For patents issued thus far in 2017, the average patent lists 44 references submitted by the patent applicant for the examiner to consider. The median patent, however, only has 10 applicant cited references. The gulf between the mean and median is the result in skew in the dataset — here caused by a fairly small percentage of patents that cite a disproportionately large number of references. Thus, if you pick a few patents at random, about half of them will have <10 references cited by the applicant. Every once in a while, though, you’ll come across a big papi – see, for example U.S. Patent No. 9,535,563 and its 7,800 references cited by the applicant (inventor-patent attorney Steven Hoffberg). At the other end of the spectrum, about 12% of applicants cite no prior art at all — this is down from about 20% in 2005.
One way to think about the skew is to look patents where applicants submit cite 250+ references — that represents about 3.5% of patents issued in 2017 thus far (though only 0.5% of patents issued in 2005). Those 3.5% of issued patents account for half of the prior art submitted to the PTO.
To be clear – I’m not demonizing patentees who submit lots of references. What I’m working toward is whether the large number of references creates any special difficulty or benefits for the examination process and whether examiners receive any special assistance in considering the large number of references submitted.
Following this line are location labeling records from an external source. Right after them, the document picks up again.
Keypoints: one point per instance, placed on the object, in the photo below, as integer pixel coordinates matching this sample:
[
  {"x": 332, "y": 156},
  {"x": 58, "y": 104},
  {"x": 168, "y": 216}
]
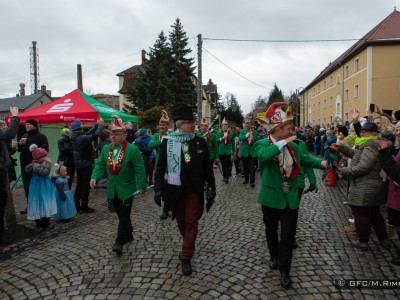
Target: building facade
[{"x": 368, "y": 72}]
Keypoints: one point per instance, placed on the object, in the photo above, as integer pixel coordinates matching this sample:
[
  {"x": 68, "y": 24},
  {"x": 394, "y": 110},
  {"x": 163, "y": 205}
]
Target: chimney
[
  {"x": 43, "y": 89},
  {"x": 80, "y": 84},
  {"x": 22, "y": 89},
  {"x": 143, "y": 57}
]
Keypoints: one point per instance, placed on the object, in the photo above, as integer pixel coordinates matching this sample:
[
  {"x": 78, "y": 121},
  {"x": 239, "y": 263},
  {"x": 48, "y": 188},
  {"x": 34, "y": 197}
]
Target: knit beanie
[
  {"x": 37, "y": 153},
  {"x": 32, "y": 122}
]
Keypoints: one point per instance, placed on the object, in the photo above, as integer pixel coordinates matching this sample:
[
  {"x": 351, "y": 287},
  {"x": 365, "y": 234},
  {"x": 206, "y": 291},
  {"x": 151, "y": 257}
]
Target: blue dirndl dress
[
  {"x": 66, "y": 208},
  {"x": 41, "y": 198}
]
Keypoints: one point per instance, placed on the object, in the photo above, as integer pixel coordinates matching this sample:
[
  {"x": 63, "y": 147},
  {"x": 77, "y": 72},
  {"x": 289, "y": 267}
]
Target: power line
[
  {"x": 237, "y": 73},
  {"x": 283, "y": 41}
]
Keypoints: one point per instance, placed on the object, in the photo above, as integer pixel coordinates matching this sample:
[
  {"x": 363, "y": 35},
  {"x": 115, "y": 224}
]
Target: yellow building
[{"x": 368, "y": 72}]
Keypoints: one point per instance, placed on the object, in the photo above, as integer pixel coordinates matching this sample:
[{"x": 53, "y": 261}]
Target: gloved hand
[
  {"x": 158, "y": 197},
  {"x": 311, "y": 188},
  {"x": 210, "y": 199}
]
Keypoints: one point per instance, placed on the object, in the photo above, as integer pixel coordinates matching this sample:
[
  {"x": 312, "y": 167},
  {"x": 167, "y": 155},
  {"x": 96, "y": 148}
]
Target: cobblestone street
[{"x": 74, "y": 260}]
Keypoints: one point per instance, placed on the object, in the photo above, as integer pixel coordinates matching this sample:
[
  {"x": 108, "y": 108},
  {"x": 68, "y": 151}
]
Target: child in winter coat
[
  {"x": 41, "y": 198},
  {"x": 65, "y": 201}
]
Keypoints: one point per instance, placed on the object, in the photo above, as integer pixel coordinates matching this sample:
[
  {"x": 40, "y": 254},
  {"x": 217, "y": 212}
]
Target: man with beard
[
  {"x": 32, "y": 136},
  {"x": 279, "y": 160},
  {"x": 185, "y": 163}
]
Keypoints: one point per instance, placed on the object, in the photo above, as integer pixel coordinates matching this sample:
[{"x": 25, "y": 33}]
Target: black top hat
[
  {"x": 369, "y": 126},
  {"x": 184, "y": 113}
]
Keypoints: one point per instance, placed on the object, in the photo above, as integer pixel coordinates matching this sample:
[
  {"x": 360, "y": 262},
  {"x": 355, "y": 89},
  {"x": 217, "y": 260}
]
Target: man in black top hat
[{"x": 183, "y": 169}]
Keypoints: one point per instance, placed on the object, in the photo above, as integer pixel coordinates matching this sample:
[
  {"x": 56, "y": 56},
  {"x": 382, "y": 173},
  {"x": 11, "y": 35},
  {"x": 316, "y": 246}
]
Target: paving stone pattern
[{"x": 74, "y": 260}]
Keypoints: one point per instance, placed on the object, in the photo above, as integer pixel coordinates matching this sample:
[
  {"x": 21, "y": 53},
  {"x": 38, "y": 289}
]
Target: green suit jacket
[
  {"x": 271, "y": 194},
  {"x": 212, "y": 144},
  {"x": 245, "y": 148},
  {"x": 225, "y": 149},
  {"x": 130, "y": 178}
]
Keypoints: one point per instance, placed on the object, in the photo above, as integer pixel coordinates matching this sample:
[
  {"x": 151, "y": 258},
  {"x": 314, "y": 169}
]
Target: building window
[
  {"x": 356, "y": 91},
  {"x": 356, "y": 65},
  {"x": 346, "y": 71}
]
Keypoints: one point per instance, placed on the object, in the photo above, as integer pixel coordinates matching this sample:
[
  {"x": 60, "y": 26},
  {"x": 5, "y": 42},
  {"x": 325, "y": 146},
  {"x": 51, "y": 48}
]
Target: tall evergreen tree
[
  {"x": 182, "y": 67},
  {"x": 276, "y": 95},
  {"x": 152, "y": 85}
]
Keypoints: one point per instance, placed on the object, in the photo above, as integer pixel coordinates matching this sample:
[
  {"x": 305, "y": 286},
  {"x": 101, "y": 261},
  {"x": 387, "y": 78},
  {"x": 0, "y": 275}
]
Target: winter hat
[
  {"x": 116, "y": 125},
  {"x": 37, "y": 153},
  {"x": 278, "y": 114},
  {"x": 204, "y": 121},
  {"x": 362, "y": 121},
  {"x": 32, "y": 122},
  {"x": 142, "y": 131},
  {"x": 369, "y": 126},
  {"x": 164, "y": 117},
  {"x": 76, "y": 125}
]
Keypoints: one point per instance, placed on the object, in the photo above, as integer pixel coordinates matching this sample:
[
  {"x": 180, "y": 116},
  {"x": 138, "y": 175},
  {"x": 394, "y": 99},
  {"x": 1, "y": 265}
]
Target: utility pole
[{"x": 199, "y": 79}]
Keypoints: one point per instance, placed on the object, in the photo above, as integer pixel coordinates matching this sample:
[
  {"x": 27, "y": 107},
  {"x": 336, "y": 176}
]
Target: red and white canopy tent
[{"x": 73, "y": 106}]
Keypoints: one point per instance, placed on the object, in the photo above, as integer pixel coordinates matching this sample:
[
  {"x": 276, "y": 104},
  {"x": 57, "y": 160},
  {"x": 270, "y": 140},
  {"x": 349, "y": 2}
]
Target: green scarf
[
  {"x": 174, "y": 148},
  {"x": 360, "y": 141}
]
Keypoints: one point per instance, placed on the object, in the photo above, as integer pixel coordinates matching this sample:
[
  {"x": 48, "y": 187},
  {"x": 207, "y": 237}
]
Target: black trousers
[
  {"x": 249, "y": 168},
  {"x": 3, "y": 195},
  {"x": 82, "y": 190},
  {"x": 281, "y": 249},
  {"x": 226, "y": 165},
  {"x": 125, "y": 228}
]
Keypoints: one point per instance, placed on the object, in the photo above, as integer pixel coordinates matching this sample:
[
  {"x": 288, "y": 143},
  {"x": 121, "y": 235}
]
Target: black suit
[{"x": 187, "y": 200}]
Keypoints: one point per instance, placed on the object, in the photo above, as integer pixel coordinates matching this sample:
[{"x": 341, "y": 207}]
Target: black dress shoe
[
  {"x": 285, "y": 281},
  {"x": 164, "y": 216},
  {"x": 86, "y": 209},
  {"x": 186, "y": 267},
  {"x": 117, "y": 248},
  {"x": 273, "y": 263}
]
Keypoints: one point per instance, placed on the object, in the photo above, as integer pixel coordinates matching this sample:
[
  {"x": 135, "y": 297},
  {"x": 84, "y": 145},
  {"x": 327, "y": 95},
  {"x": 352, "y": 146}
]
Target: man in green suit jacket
[
  {"x": 247, "y": 137},
  {"x": 126, "y": 175},
  {"x": 226, "y": 145},
  {"x": 279, "y": 161}
]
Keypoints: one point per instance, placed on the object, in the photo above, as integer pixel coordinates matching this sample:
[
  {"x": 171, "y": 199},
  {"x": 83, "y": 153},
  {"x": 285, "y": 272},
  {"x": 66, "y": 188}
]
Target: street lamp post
[{"x": 298, "y": 91}]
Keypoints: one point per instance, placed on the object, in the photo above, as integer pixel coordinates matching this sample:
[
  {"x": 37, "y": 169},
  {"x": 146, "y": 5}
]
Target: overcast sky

I think the chart below is interesting. I took the 2017 patents and grouped them in quintiles according to the number of references cited. For each quartile, I then found the average pendency (in months) for the issued patents. The results are clear – patents with more citations correlate with longer pendency. (Note that the auto-created axis does not reach ZERO – this makes the slope appear more dramatic than reality). Obviously we should be a bit cautious in interpreting this chart as suggesting a causal role.